他不知道自己是不是哭了,眼睛疼得厉害,像是进了沙子,又像是梦开始溃烂。他疯狂地叫着,像是怕下一秒自己就会忘记父亲的模样。
街道却安静得可怕,灯光像是被他一声声的呼喊吹熄,世界逐渐沉入一种冰冷的寂静中。
然后,他终于听见了回应——
“……你是连迟的家属吧?”
一个陌生的声音,在他背后响起,温温的,像是提前准备好的台词。
他猛地转身。
那是一个穿着制服的男人,身上的布料在夜风中轻轻晃着,脸模糊得像被揉皱的纸张,一张嘴便缓缓说出那句彻底压垮他的话——
“节哀。”
“请到指定地点去办理手续。”那人又说了一句,把一张白纸折好,压在他手心。
连朝栖一动不动地站着,耳朵不知何时已经贴平在头顶。他慢慢地抬起头,看向街边那扇玻璃窗。
然后他看见了——
玻璃里的自己,不是三花小猫。
那是一只猫耳不见,尾巴也消失的人类青年。他穿着短袖,围着围裙,眼神茫然,一只手攥着那张纸,一只手无措地垂在身侧。
“……哎?”
那是他自己,可他却完全不认识。
梦境从那一刻开始溃散了。
那些街道的细节——招牌上的字,电线杆的弯折,楼上的阳台花盆,全都和他记忆里不一样。他忽然意识到这不是书店变成餐馆这么简单——而是,根本从一开始,这个地方就不该是他的家。
“老爸……?”他又喊了一声,可这次没有声音从喉咙里出来。
街边远处的灯一点点熄灭了,餐馆的灯还亮着,明亮得过头。他突然很想跑,很想离开那里,可腿却像被钉住一样迈不开。
下一秒,他猛地睁开眼——天花板的花纹熟悉又清晰,淡黄色的灯光洇染出一点温热,但连朝栖的心却没有因此安定下来。
这里不是他的房间。
他知道。
他静静地躺了几秒,然后缓缓坐起身,动作很轻,像是怕惊扰谁似的。身旁的十五也醒了,那双亮金的眼睛静静注视着他,没有出声,只是尾巴微微一动。
连朝栖轻轻掀开被子,赤脚踩在木地板上。
他没有急着下楼,而是在二楼的走廊停顿了片刻,然后像是下定决心一般,缓缓走到走廊尽头,推开了那扇半掩的房门。
房间里很安静,连迟侧卧在床上,呼吸绵长而平稳。
连朝栖没有出声,只是看了他一眼,确认过那人的脸,黑猫的气息都没有变,才悄悄合上门。
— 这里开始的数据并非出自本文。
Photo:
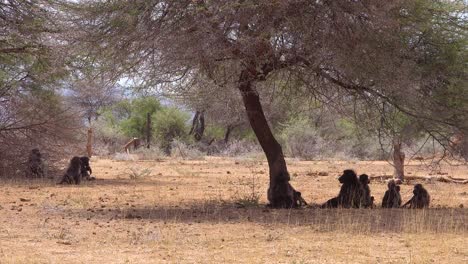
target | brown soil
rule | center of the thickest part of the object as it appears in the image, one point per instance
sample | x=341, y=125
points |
x=205, y=211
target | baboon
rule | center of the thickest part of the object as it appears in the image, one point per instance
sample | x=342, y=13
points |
x=291, y=199
x=298, y=199
x=350, y=193
x=420, y=199
x=35, y=164
x=73, y=173
x=366, y=199
x=86, y=169
x=392, y=198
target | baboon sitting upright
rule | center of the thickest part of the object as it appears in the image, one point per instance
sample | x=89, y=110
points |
x=36, y=166
x=73, y=173
x=86, y=170
x=350, y=193
x=366, y=199
x=290, y=199
x=420, y=199
x=392, y=197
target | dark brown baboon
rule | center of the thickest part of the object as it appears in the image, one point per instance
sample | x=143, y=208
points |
x=420, y=199
x=292, y=199
x=86, y=170
x=73, y=173
x=392, y=198
x=36, y=166
x=367, y=201
x=299, y=200
x=350, y=193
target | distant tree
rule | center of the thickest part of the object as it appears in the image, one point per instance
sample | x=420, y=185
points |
x=338, y=50
x=33, y=61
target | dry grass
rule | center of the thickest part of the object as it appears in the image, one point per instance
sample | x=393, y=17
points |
x=212, y=211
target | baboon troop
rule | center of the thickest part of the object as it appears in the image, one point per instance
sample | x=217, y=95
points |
x=78, y=169
x=420, y=199
x=355, y=193
x=36, y=167
x=392, y=198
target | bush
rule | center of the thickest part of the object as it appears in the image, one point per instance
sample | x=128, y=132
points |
x=179, y=149
x=169, y=124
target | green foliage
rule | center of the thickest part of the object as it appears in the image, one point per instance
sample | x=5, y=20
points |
x=168, y=124
x=214, y=131
x=134, y=124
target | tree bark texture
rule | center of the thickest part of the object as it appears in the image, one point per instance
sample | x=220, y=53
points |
x=89, y=143
x=280, y=193
x=398, y=160
x=148, y=130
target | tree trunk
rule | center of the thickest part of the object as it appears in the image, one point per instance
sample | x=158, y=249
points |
x=89, y=143
x=148, y=130
x=228, y=133
x=398, y=160
x=280, y=193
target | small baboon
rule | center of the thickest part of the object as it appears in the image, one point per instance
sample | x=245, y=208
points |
x=73, y=173
x=350, y=192
x=392, y=198
x=288, y=198
x=36, y=164
x=298, y=199
x=367, y=201
x=420, y=199
x=86, y=170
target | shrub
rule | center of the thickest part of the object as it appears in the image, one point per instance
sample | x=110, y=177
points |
x=169, y=124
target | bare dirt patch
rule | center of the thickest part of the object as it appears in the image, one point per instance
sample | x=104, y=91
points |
x=212, y=211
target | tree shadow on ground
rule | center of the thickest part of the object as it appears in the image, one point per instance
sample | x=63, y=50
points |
x=352, y=220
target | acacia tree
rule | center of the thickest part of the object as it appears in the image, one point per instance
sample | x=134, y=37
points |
x=32, y=65
x=333, y=48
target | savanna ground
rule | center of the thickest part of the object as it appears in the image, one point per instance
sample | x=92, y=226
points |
x=204, y=211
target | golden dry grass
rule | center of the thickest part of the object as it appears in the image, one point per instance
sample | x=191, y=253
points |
x=175, y=211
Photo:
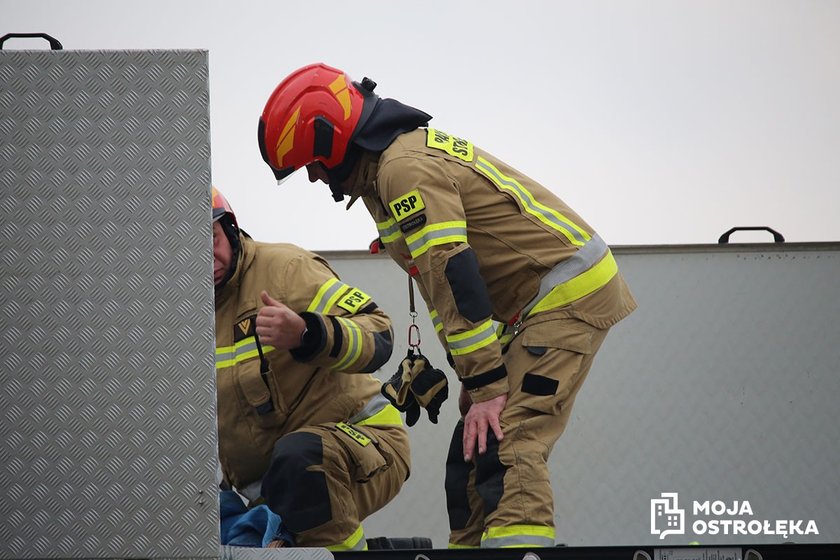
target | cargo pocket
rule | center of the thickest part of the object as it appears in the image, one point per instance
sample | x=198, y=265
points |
x=362, y=450
x=551, y=360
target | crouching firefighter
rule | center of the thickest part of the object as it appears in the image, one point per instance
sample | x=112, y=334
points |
x=303, y=427
x=486, y=245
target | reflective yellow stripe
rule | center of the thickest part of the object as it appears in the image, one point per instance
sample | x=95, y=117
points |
x=436, y=234
x=245, y=349
x=388, y=416
x=550, y=217
x=388, y=231
x=472, y=340
x=315, y=306
x=518, y=536
x=356, y=541
x=354, y=344
x=579, y=286
x=436, y=322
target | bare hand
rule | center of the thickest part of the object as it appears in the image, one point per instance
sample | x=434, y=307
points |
x=481, y=416
x=277, y=325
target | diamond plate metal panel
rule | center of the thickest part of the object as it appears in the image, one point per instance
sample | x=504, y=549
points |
x=107, y=395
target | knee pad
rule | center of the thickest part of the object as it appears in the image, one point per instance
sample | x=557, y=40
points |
x=299, y=496
x=490, y=475
x=457, y=479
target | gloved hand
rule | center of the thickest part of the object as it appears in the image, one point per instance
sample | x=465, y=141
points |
x=416, y=383
x=398, y=391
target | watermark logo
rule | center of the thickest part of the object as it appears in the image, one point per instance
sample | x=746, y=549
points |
x=666, y=518
x=716, y=517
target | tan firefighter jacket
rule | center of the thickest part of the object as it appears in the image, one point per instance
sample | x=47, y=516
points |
x=486, y=243
x=261, y=400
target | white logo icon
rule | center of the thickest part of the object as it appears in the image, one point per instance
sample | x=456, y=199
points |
x=665, y=517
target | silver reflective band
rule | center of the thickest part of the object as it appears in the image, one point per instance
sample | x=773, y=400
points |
x=585, y=258
x=374, y=405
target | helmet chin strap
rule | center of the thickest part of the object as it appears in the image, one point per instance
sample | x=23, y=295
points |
x=341, y=172
x=338, y=194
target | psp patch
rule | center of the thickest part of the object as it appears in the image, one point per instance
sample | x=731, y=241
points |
x=407, y=205
x=452, y=145
x=353, y=300
x=414, y=222
x=357, y=436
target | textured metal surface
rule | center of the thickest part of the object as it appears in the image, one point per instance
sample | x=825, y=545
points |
x=723, y=385
x=107, y=401
x=238, y=553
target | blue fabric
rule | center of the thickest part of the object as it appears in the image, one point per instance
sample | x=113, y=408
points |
x=243, y=526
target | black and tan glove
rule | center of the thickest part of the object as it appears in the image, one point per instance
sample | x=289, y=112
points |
x=417, y=384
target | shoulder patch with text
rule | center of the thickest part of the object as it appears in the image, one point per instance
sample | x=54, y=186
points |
x=353, y=300
x=407, y=205
x=414, y=222
x=452, y=145
x=357, y=436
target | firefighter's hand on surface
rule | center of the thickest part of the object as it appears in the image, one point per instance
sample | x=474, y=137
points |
x=481, y=416
x=277, y=325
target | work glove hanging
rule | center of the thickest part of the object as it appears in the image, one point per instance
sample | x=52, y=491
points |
x=417, y=384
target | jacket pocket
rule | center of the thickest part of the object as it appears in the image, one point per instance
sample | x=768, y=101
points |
x=362, y=449
x=256, y=390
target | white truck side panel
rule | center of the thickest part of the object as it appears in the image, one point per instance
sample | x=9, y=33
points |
x=723, y=385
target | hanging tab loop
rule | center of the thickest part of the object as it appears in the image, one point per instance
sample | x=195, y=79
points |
x=413, y=329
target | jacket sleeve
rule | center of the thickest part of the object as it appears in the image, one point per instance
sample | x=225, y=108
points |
x=345, y=329
x=425, y=204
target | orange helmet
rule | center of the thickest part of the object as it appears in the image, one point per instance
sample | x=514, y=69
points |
x=221, y=206
x=312, y=116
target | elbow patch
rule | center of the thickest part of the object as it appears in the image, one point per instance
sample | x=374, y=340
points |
x=468, y=287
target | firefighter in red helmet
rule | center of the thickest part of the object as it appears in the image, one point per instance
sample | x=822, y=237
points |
x=303, y=426
x=487, y=246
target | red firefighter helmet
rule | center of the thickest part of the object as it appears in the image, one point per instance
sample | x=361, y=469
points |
x=312, y=116
x=221, y=206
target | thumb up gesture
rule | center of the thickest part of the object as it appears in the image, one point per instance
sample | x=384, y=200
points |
x=277, y=325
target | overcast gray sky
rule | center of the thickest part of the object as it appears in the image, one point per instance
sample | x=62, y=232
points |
x=659, y=121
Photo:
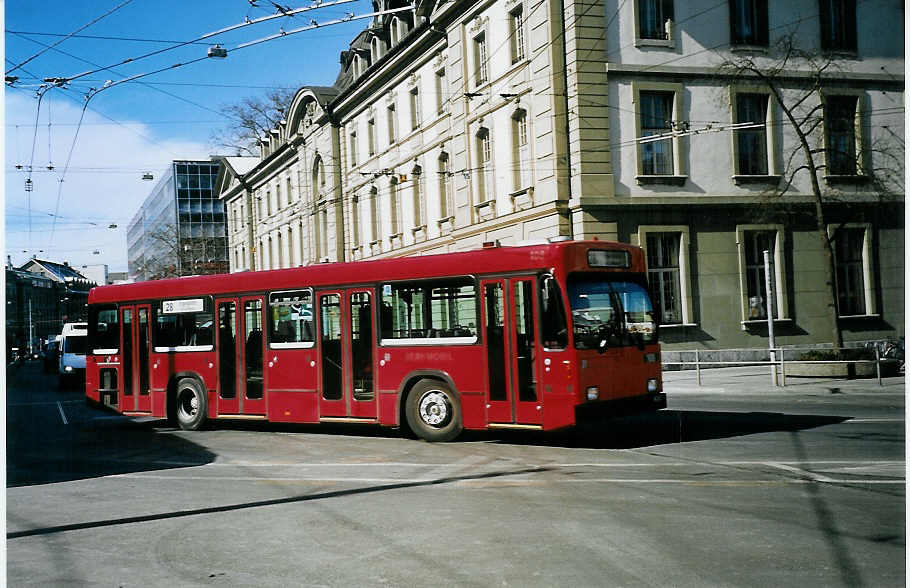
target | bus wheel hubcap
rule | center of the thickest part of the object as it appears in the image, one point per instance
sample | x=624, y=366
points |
x=434, y=408
x=191, y=404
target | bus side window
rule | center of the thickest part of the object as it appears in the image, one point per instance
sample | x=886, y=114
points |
x=554, y=329
x=291, y=318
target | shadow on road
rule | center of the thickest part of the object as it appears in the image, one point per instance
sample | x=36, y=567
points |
x=52, y=436
x=662, y=428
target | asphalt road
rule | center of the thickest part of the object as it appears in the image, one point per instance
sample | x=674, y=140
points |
x=734, y=485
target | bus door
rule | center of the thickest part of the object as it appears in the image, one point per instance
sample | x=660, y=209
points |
x=359, y=333
x=510, y=339
x=134, y=366
x=127, y=400
x=523, y=334
x=252, y=383
x=331, y=356
x=347, y=355
x=229, y=357
x=141, y=357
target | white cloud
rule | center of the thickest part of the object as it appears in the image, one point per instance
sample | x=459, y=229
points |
x=102, y=186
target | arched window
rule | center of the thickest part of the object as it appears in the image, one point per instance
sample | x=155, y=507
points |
x=318, y=177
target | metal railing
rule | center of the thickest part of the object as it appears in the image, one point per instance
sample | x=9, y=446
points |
x=777, y=360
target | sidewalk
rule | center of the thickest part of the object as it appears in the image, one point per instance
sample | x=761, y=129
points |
x=757, y=380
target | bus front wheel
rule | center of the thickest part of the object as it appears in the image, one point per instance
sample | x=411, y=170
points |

他一步步下楼,来到一楼的玄关处,手搭在门把手上,指尖不自觉地颤了颤。
就在这时——
“这么晚了,你还要出去吗?”
连朝栖转过身。
黑猫坐在楼梯最后一级,身影瘦长,尾巴盘在爪子边。
它跳下来,走到连朝栖面前,仰起头看着他,像是在等一个解释。
连朝栖却蹲下身,伸出手温柔地摸了摸它的头顶。
“……谢谢你,十五。”
他说这句话时语气很轻,却又认真极了。
像是在道别。
黑猫的耳朵抖了一下。
连朝栖站在门口,指尖搭在门把手上,仿佛只要再用一点力气,他就能离开。
可那一下用力,始终没有发生。
因为有人握住了他的手。
不是猫爪,不是毛绒绒的触感,而是人的手,温热细瘦,和他几乎一样大。
那只手从他身后伸来,轻轻覆住他握着门把的手,却意外地牢牢控制住了他。
“你哪里不满意?”
那人低声开口,嗓音近得仿佛贴在耳边,语气轻柔,却带着一种让人无从拒绝的温顺困惑。
连朝栖的肩膀一抖。
他没有立即回头,而是盯着那只手的指节发愣,过了好一会才低声说:“……不是满不满意的问题,这件事……很奇怪。”
“哪里奇怪了?”
身后的人更靠近了一些,气息轻微拂过脖颈,带着一点熟悉的气味,却像是刻意模仿的。
连朝栖皱起眉,终于忍不住想回过头去看那人。
可他才动了一下,对方的手就立刻扣紧了他的手腕,像是不让他转过去。
店里没开灯,只有橘黄的路灯从窗外斜斜照进来,勉强落在玄关和鞋柜的一角。连朝栖顺着余光看去,只能看见身后那人的大半个身影沉在阴影里,脸看不清楚,像是根本不打算被看清。
“放开我。”他声音压低了些,眉眼透出紧张。
“你要去哪里?”那人问,“你不是说,这里是你的家吗?”
“……不是。”连朝栖盯着那只手,声音轻了些,却很坚定:“这不是我的家。”
这句话像是石子落入静水,将梦的水面打破,轻轻一击,却掀起层层涟漪,摇晃着那些原本平稳的幻象。
那人没有松手,反而扣得更紧了。
连朝栖清楚地感受到指骨的力量,像是要将他牢牢钉死在这道门前,不容挣脱。
“这里就是你的家。”对方的声音低低地响起,不再温和,语气里透出一种不容置疑的冷意,“你哪里都不许去。”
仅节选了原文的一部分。